Secret Societies by James Wasserman

Secret Societies by James Wasserman

Author:James Wasserman
Language: eng
Format: epub
Publisher: Ibis Press


A famous scene took place in the Assembly when Gobel, his vicars, and several curés declared that they wished to shake off the character that had been conferred on them by superstition. Mad applause greeted Gobel's surrender of cross and ring, and adoption of the red cap of liberty. After the retractations came a display of patriotic offerings. Both into the Convention and the Commune a stream of sacred vessels, sacerdotal ornaments and embroidered vestments flowed. The vestments of “unutterable Dubois” caparisoned an ass. His mitre was bound upon its ears. The “spoils of superstition” were handed over to a specially appointed committee to deal with, and all the actors in this scene drank from a chalice the wine of brotherly love.
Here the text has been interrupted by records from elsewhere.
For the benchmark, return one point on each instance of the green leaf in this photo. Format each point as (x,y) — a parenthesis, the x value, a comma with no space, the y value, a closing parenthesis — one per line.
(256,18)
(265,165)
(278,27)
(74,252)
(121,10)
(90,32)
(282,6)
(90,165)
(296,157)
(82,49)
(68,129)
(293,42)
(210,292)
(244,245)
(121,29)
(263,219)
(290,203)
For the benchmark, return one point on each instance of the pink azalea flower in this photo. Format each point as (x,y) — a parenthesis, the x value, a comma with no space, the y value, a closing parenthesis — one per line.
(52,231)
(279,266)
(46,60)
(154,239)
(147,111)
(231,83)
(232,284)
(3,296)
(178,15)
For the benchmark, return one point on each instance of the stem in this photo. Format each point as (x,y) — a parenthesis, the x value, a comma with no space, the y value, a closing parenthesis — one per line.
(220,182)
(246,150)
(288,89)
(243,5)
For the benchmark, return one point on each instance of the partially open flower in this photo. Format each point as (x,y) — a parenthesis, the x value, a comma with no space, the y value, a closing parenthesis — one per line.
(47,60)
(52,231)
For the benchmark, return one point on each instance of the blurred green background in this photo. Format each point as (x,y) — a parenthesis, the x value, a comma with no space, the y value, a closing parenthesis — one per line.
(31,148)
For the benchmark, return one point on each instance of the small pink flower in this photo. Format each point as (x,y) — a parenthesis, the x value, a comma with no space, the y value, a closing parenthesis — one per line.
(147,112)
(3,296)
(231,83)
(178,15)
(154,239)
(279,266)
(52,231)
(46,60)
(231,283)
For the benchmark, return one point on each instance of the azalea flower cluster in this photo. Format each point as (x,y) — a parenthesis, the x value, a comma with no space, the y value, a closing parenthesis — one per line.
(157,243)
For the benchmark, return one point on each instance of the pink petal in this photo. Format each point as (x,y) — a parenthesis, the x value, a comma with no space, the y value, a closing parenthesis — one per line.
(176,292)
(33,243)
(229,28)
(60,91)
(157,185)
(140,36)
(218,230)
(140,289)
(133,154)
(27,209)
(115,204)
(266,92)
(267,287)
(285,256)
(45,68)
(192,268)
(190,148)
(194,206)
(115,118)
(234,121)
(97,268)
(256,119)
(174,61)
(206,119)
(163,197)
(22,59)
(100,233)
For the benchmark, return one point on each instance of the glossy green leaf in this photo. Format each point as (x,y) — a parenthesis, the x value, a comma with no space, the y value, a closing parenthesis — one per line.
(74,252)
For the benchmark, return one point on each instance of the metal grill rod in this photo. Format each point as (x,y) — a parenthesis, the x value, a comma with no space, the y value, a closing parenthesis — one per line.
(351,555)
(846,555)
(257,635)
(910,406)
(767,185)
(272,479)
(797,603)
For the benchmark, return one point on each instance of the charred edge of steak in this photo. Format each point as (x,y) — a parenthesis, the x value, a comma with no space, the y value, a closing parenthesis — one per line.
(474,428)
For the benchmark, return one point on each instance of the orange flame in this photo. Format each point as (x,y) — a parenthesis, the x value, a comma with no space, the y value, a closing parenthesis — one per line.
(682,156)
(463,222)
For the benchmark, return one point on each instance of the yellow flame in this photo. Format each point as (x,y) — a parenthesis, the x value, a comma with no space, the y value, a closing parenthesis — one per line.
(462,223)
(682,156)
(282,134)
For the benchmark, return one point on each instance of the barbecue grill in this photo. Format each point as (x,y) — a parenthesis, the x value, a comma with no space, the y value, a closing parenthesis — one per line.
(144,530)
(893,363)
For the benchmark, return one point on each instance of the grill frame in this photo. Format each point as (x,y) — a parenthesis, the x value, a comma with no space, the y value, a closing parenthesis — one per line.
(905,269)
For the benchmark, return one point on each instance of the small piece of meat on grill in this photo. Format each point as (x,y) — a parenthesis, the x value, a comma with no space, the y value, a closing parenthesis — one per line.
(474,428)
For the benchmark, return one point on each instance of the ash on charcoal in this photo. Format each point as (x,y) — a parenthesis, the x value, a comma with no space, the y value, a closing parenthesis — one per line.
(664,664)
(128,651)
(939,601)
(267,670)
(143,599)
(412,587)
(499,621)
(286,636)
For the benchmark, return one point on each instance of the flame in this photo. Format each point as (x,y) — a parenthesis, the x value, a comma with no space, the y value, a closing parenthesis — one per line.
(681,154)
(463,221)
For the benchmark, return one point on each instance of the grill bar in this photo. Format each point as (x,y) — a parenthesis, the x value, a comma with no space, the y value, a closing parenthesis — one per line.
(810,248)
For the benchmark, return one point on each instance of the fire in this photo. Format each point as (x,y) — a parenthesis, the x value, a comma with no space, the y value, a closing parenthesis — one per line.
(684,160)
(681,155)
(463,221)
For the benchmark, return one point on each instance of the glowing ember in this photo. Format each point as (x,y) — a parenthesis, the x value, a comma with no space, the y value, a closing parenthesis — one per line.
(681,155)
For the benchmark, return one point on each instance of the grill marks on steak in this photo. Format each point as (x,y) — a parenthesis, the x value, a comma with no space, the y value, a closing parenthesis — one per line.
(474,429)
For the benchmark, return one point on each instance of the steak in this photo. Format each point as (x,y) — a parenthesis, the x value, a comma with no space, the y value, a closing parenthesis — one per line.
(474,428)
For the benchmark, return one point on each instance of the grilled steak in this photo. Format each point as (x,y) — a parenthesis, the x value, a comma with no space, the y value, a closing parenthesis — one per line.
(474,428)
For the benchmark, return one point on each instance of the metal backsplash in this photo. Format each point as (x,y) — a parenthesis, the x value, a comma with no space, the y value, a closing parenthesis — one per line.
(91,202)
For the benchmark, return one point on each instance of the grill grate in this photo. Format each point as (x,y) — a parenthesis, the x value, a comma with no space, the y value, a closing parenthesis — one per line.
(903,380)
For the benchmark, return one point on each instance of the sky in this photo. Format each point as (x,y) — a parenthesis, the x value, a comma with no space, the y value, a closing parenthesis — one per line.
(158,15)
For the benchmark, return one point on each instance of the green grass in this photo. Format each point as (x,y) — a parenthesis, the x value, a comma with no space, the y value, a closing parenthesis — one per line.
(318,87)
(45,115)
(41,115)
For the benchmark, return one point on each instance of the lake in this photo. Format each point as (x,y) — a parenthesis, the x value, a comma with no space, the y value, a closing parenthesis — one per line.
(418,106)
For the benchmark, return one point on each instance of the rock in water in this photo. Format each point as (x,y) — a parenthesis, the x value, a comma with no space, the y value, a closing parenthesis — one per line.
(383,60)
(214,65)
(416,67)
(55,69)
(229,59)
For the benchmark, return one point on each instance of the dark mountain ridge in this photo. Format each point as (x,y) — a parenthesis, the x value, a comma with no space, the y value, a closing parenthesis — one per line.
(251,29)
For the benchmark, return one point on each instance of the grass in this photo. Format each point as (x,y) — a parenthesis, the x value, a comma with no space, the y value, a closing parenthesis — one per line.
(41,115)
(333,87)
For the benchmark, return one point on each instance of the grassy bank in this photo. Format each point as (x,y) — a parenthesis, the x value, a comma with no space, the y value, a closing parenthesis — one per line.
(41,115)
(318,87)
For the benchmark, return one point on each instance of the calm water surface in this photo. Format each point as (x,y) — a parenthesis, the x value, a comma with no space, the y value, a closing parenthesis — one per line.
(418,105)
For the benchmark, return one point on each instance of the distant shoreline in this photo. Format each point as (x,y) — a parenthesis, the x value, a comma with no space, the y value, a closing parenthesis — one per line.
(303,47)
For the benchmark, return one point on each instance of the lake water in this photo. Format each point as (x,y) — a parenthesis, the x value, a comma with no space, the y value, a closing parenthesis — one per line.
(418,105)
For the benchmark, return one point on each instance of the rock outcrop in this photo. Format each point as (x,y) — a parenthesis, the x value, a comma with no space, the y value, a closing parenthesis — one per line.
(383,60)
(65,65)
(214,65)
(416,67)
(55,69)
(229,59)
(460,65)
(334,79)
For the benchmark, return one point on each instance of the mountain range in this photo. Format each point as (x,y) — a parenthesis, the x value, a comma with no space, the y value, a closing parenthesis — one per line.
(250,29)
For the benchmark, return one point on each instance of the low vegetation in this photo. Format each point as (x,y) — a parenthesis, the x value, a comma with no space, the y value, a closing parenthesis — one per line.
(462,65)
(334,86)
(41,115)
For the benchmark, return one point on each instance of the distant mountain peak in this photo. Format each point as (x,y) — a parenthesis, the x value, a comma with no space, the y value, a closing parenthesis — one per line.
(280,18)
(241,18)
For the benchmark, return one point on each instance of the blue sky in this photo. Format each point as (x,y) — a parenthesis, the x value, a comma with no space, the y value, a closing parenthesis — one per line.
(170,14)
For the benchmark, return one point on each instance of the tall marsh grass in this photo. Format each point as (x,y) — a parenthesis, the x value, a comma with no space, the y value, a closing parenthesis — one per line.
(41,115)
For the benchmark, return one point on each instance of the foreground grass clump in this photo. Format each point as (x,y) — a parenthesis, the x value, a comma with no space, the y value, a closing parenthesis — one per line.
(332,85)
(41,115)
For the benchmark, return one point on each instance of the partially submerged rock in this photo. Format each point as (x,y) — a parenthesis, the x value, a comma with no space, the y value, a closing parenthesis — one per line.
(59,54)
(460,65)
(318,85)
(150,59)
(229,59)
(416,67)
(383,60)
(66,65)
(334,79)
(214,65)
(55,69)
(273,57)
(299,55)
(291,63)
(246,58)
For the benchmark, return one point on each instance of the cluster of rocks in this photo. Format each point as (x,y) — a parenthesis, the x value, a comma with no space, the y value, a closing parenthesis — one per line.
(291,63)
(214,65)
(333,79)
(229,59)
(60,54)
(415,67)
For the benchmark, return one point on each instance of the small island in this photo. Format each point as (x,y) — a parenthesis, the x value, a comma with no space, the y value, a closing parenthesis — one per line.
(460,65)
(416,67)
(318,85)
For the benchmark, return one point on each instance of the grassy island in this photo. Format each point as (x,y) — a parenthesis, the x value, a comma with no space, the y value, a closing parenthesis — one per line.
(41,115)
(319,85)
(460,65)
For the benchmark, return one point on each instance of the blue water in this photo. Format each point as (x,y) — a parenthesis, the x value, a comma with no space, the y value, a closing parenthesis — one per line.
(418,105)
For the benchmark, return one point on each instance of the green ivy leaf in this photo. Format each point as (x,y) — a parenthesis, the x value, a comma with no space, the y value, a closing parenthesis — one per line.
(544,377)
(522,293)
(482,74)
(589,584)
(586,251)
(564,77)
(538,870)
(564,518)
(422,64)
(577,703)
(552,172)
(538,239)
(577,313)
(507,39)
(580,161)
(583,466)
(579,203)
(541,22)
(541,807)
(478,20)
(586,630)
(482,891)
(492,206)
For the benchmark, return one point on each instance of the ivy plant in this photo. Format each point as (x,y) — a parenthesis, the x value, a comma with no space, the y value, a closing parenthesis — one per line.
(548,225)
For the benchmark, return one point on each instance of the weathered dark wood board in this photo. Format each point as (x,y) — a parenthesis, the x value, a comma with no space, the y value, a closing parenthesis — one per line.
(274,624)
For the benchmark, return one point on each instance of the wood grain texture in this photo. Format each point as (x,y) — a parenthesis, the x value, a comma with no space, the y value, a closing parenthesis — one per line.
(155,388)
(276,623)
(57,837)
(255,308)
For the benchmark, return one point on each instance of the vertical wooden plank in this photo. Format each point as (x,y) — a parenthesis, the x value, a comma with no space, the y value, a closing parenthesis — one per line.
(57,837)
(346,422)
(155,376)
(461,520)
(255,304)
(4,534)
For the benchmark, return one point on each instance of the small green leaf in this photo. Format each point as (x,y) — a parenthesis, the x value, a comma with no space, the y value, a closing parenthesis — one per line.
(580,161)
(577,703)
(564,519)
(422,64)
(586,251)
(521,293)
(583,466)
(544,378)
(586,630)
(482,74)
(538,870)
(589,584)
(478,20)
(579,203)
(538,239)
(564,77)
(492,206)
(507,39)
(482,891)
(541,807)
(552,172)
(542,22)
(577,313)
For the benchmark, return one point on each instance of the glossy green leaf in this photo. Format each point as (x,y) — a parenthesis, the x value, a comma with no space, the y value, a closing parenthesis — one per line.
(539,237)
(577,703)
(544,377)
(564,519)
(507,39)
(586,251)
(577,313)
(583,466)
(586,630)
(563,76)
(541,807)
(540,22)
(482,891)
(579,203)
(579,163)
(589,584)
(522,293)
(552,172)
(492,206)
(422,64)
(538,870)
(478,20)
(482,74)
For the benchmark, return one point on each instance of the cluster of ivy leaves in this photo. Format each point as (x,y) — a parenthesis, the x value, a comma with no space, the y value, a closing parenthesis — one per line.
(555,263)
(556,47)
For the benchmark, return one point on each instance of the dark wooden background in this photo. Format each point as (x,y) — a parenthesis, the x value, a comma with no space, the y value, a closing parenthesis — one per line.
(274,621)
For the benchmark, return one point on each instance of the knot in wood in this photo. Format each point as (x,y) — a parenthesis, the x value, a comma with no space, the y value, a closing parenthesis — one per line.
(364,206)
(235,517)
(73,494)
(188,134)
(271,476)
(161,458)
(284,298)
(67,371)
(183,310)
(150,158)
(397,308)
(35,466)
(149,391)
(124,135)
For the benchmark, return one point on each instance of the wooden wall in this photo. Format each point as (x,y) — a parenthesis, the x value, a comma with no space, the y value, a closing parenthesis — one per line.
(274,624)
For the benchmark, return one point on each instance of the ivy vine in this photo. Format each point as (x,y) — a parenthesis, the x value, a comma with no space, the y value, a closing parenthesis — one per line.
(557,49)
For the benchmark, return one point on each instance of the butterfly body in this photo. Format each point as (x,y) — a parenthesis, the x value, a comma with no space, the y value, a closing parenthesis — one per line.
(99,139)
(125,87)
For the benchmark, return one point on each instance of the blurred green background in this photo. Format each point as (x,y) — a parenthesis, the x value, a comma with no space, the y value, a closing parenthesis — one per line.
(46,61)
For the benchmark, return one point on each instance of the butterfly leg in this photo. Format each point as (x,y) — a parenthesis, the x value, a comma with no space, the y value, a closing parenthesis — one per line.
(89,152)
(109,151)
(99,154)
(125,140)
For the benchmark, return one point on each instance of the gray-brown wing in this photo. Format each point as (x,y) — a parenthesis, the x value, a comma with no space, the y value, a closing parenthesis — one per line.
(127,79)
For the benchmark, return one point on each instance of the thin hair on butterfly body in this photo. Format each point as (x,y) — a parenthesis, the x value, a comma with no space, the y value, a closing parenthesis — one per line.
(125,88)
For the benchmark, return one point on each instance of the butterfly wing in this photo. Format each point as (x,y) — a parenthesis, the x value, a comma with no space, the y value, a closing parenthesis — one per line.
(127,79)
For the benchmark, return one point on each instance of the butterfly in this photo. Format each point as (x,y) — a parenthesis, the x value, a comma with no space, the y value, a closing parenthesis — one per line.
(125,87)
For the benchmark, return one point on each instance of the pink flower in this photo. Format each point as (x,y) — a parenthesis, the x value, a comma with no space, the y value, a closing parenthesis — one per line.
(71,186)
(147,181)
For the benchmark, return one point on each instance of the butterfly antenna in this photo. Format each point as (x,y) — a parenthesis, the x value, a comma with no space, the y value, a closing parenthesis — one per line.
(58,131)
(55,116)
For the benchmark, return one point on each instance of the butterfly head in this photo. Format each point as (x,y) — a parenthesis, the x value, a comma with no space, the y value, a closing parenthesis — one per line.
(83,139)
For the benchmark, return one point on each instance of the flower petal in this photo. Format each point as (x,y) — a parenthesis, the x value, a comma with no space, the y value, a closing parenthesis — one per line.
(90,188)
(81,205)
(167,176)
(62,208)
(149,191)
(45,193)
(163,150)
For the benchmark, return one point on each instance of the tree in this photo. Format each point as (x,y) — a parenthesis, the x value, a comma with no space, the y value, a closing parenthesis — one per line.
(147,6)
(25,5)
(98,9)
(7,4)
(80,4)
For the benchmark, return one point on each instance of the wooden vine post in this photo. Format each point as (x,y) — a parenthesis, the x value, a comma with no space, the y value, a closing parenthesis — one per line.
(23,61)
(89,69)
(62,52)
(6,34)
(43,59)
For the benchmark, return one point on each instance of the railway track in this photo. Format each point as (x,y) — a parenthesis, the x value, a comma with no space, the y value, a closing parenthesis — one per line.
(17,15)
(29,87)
As time went on, a kind of ruthlessness laid hold of good Republicans. From talking of Lycurgus, and dreaming of the stern days of old, they became in character and action inflexible and without pity. Women went proudly and unshriven to the scaffold. Men emulated Scaevola and Cato. Adam Lux called Charlotte Corday greater then Brutus, and Madame Roland sustained herself in “that pasture of great souls,” The Lives of Plutarch. Abbé Barthélemy's Voyage d'Anacharsis8 lay on every table, and many men changed their Christian appellations for the classic nomenclature of Greece and Rome. Austerity in dress and furniture became the outer sign of the new ideals. Hair was left unpowdered, satin coats were replaced by fustian wear. Elaborate baroque furniture disappeared from houses to permit the classic couch and hanging lamp to appear.

The intellectuals were naturally out of sympathy with Catholicism, since their gaze was fixed on Rome, not Calvary. Mysticism was ruled out of life, which henceforth was to run on clear, definite, virtuous lines. The Convention became more and more audaciously philosophic, and, dominated by the Hébertists, it abolished the Christian era and opened the door to classic experiments. Anacharsis Clootz developed his theories on the divinity of the human race at the bar of the tribune, and the hierophant, Quintus Aucler, proved to his own satisfaction that the worship of Jesus was a degenerate form of paganism. Romme's proposal of naming the months of the new calendar after ideas, such as Justice and Equality, was seriously considered, but later seasonal names suggested by Fabre d’Églantine were adopted.

On August 10, at a national feast in Paris, the statue of Nature was honored by libations. All over the provinces secular cults were honored, and the communes consecrated temples to Reason in every considerable town. On the motion of David, Marat's remains were transported to the Panthéon, and men invoked “the sacred heart of Marat.” At Nevers, Fouché said that he had been charged by the convention “to substitute for superstitious and hypocritical cults, to which people still unhappily cling, that of the Republic and national morality.” He began to laicize the cemeteries by substituting a statue of Sleep for the cross, and by writing up over the gates “Death is an eternal sleep” —the phrase used in the lodges by the illuminists to describe that state to which we all must pass.